料理が届き、皿とグラスが淡々と積み重ねられていく。その大半がケビンの注文した物であり、また、食べ始めてしばらくたつが一向にペースは衰えていなかった。
ジェノスのほうも珍しく、肉料理を注文していた。
そして、その中でも比較的調味料がかかっていない部分を選んではフォークに刺し「はい、あ〜ん」などと口走りながら椅子にとまっている黒い生物に食事を与えていた。
当然、すべてを与えていない、味の濃い部分を己の口に運んでは咀嚼し、ドロドロとした緑色の飲料で流し込むように食していた。
ジェノスに餌付けされている生物はと言うと、食事を与えられる時以外はたいてい大人しく、食卓の椅子に小さく音を鳴らしながら佇んでいる。
黒い羽と鋭い嘴。伸ばせば1メートル半ばはある漆黒の羽。流れるようにな羽の模様。
実に見事な鳥である。
先ほど食事を取っている最中。ジェノスが急に鳴らした指笛と共に黒い影が勢い良く降下し、迷惑にも彼らの周囲の席が騒がせながら現れたのだった。
ケビンは時折、そんな一人と一羽の様子を不満げな視線をチラチラと送っていた。と言うのも、彼はその鳥に対してあまり良いイメージを持てなかったからである。
ジェノスの自慢の相棒『ルーク』を紹介された際に、ケビンは「でっかいカラスか?」と呟いたのが原因だった。

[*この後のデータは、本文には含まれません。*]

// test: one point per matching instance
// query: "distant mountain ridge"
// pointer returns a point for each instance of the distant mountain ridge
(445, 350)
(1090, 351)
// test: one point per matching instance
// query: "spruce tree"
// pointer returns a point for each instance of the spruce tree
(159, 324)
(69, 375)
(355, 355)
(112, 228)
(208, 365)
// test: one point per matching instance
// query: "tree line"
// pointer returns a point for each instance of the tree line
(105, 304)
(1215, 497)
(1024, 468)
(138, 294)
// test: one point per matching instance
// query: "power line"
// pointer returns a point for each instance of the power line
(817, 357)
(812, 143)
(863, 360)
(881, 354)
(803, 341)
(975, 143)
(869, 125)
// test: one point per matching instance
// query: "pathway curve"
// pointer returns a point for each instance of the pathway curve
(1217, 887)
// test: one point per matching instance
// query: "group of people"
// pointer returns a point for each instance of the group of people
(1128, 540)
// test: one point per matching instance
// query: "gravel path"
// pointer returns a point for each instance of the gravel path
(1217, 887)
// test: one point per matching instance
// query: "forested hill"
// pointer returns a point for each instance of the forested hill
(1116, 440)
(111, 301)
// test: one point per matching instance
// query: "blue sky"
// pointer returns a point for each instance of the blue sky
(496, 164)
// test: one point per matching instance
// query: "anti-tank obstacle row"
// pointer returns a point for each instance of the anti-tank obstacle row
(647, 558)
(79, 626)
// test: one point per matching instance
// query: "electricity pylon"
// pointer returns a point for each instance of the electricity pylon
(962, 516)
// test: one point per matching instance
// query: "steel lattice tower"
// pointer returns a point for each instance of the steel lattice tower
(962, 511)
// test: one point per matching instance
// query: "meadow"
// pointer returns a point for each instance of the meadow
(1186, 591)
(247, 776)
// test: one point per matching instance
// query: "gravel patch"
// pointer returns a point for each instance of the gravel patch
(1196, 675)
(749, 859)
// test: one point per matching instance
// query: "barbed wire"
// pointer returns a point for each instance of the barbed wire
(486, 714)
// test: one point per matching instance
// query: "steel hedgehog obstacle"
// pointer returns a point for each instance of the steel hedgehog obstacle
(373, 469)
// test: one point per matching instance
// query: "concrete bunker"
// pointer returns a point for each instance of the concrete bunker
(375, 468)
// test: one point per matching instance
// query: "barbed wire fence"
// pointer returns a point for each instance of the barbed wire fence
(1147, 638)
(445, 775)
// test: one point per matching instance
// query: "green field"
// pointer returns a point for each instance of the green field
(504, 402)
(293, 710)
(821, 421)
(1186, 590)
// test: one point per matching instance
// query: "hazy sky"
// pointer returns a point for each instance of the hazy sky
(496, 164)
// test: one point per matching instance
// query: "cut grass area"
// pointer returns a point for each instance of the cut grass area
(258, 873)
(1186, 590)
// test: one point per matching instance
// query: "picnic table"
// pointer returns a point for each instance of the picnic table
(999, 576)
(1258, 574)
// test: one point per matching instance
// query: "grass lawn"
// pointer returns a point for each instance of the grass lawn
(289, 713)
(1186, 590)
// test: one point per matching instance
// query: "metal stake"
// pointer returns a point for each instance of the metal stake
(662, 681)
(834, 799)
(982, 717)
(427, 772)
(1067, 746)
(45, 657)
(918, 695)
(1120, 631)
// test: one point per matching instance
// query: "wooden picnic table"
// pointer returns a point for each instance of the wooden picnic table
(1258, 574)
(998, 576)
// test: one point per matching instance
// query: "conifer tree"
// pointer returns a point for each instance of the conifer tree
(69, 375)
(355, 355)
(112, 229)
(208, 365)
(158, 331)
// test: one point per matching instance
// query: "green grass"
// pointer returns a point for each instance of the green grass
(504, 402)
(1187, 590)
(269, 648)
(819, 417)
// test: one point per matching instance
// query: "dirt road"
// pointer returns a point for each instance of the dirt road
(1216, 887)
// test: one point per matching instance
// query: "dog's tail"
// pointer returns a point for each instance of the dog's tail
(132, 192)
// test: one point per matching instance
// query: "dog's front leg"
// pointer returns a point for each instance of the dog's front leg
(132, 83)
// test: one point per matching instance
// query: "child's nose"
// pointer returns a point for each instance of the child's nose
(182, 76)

それを聞いた相棒、大鴉ことルークは『クワァー!!』と怒りをあらわにしながら鳴くとケビンを突きまわすという事件が起こったのである。
ジェノス曰く、ナイトホークと呼ばれる種で絶滅危惧種であるという説明も受けていた。
しかし、そんな説明をケビンであるが、彼の中では大きなカラスと言うイメージ以外しっくり来ず、その後も何度か口走りそうになってしまうのだった。
ケビンは今もまた口走りそうになり小さくため息をつく。
気を取り直すかのようにジョッキを傾けると、先ほど使用とした言葉と話題を丸々、褐色の液体とともに飲み込んだ。改めて言葉にするほど気のきいたジョークではないと考え直したためでもある。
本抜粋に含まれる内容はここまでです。